This is the FINAL blog post I will have to write. Unbelievable. How does time pass so fast? I can’t believe this semester is just about over. All that’s left is finals, and then we’re home for Christmas! I hope everyone has a good break and good luck on your finals!
This last post is about the readings I mentioned earlier this week. Basically, I’m going to talk more about this idea of work and play being intertwined. Professor Anable showed us some interesting examples of this. Some companies are developing video games that double as work training. One example was Cold Stone Creamery’s ice cream serving game. It is designed to teach employees about portions and math skills needed to work in their stores. Other companies have done this as well. Another example she showed us that combines work and play is the Google office in Zurich. Its design is very different from a traditional office. One part of the office is designed with ski chalet type cubicles and fake snow on the ground. In another area there is a slide to go down to another floor.
It seems like all this fun would distract employees when they should be doing work. The point Professor Anable made is that this is actually designed to keep them at work. Sure, they may get distracted for a few minutes during the day, but they will be more willing to stay longer at work if they think of it as fun. In other words, Google is making sure their employees don’t get too disgruntled.

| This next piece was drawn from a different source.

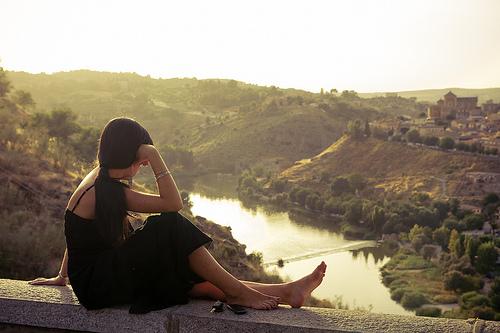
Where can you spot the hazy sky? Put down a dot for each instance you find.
(370, 45)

This is an interesting concept, incorporating play into work. I think somebody else in class mentioned how this is not necessarily a new idea. I agree. Many games that we play as kids are based on real life, so from a young age we use games as a sort of training for real life. Therefore, it is not much of a stretch to use video games when we’re older to teach us how to work better. If companies use video games as training, workers are probably going to be more excited about work, which means they are probably also going to be more productive. They are probably also more likely to absorb the information if it is in a familiar and enjoyable format like video games.
Perhaps we could use this idea to make schoolwork more enjoyable as well, such as for learning languages. I found a website for a company that has developed a video game-like program called Tactical Language. It teaches languages and cultural etiquette, gestures, etc. through a 3D video game. It is used especially by the military, and only has a few languages available, such as Arabic and French. However, this could be employed in the classroom or at least as a supplement to classroom learning in order to make learning more interesting and interactive.
As far as work goes, I like the idea of using video games because I like to play video games just like everyone else. Especially based on how popular games are with current generation, it seems like a smart idea for companies to integrate play into work. I guess we’ll see how far the idea goes.